Abstract: Background and Purpose: Clinical prediction rules (CPRs) involving physical therapy interventions have been published recently. The quality of the studies used to develop the CPRs was not previously considered, a fact that has potential implications for clinical applications and future research. The purpose of this systematic review was to determine the quality of published CPRs developed for physical therapy interventions. Methods: Relevant databases were searched up to June 2008. Studies were included in this review if the explicit purpose was to develop a CPR for conditions commonly treated by physical therapists. Validated CPRs were excluded from this review.

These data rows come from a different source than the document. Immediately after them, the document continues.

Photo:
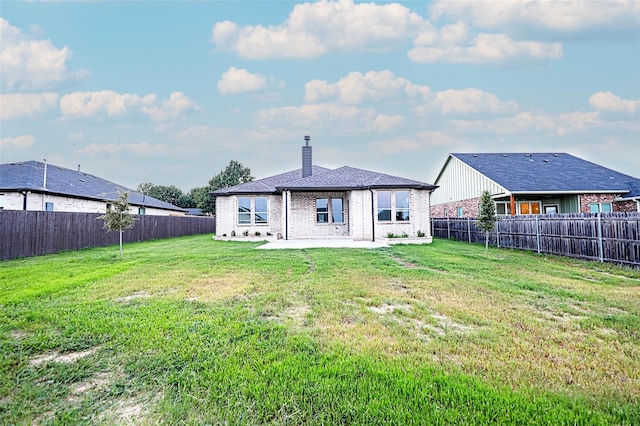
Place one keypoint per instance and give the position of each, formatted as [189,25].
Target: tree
[234,174]
[119,217]
[487,218]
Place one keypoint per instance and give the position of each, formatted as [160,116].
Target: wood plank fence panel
[33,233]
[608,237]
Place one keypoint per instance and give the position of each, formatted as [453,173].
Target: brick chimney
[307,164]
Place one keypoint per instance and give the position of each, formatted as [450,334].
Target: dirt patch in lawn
[62,358]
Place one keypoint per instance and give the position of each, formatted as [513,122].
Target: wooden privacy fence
[607,237]
[32,233]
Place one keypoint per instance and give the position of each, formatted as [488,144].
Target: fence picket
[608,237]
[32,233]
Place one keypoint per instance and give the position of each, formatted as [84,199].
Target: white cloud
[239,80]
[356,88]
[314,29]
[23,141]
[19,105]
[607,101]
[526,122]
[467,101]
[544,18]
[171,108]
[485,48]
[31,64]
[383,123]
[87,104]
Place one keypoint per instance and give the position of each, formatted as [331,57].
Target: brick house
[315,202]
[538,183]
[38,186]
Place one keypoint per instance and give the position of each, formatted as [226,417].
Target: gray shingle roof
[322,179]
[266,185]
[549,172]
[29,176]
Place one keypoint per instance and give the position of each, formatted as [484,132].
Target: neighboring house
[538,183]
[316,202]
[34,185]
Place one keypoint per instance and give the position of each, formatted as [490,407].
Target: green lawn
[196,331]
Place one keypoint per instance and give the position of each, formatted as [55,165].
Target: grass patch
[192,330]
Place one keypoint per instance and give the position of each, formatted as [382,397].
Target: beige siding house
[537,183]
[38,186]
[315,202]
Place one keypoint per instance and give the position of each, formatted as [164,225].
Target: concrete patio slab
[321,243]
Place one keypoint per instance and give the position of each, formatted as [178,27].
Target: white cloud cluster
[176,105]
[239,80]
[607,101]
[314,29]
[517,33]
[23,141]
[466,101]
[20,105]
[544,18]
[383,86]
[356,88]
[483,48]
[87,104]
[29,64]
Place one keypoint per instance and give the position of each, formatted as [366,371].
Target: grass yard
[196,331]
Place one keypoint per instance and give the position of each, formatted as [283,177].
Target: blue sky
[170,92]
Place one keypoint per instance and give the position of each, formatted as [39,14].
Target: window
[252,210]
[329,208]
[503,208]
[384,206]
[260,214]
[322,210]
[402,206]
[529,207]
[393,205]
[244,210]
[600,208]
[337,212]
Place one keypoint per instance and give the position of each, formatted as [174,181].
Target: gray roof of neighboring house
[322,179]
[549,172]
[29,176]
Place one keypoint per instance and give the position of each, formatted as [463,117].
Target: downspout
[373,218]
[286,215]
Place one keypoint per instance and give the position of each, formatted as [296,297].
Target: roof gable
[29,176]
[547,172]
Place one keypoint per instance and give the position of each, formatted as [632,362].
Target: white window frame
[252,213]
[599,207]
[393,209]
[330,212]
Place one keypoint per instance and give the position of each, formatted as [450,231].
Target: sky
[169,92]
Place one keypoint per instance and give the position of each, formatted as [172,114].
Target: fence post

Study quality was independently determined by 3 reviewers using standard 18-item criteria for assessing the methodological quality of prognostic studies. Percentage of agreement was calculated for each criterion, and the intraclass correlation coefficient (ICC) was determined for overall quality scores. Results: Ten studies met the inclusion criteria and were included in this review. Percentage of agreement for individual criteria ranged from 90% to 100%, and the ICC for the overall quality score was .73 (95% confidence interval=.27–.92). Criteria commonly not met were adequate description of inclusion or exclusion criteria, inclusion of an inception cohort, adequate follow-up, masked assessments, sufficient sample sizes, and assessments of potential psychosocial factors. Quality scores for individual studies ranged from 48.2% to 74.0%. Discussion and Conclusion: Validation studies are rarely reported in the literature; therefore, CPRs derived from high-quality studies may have the best potential for use in clinical settings. Investigators planning future studies of physical therapy CPRs should consider including inception cohorts, using longer follow-up times, performing masked assessments, recruiting larger sample sizes, and incorporating psychological and psychosocial assessments.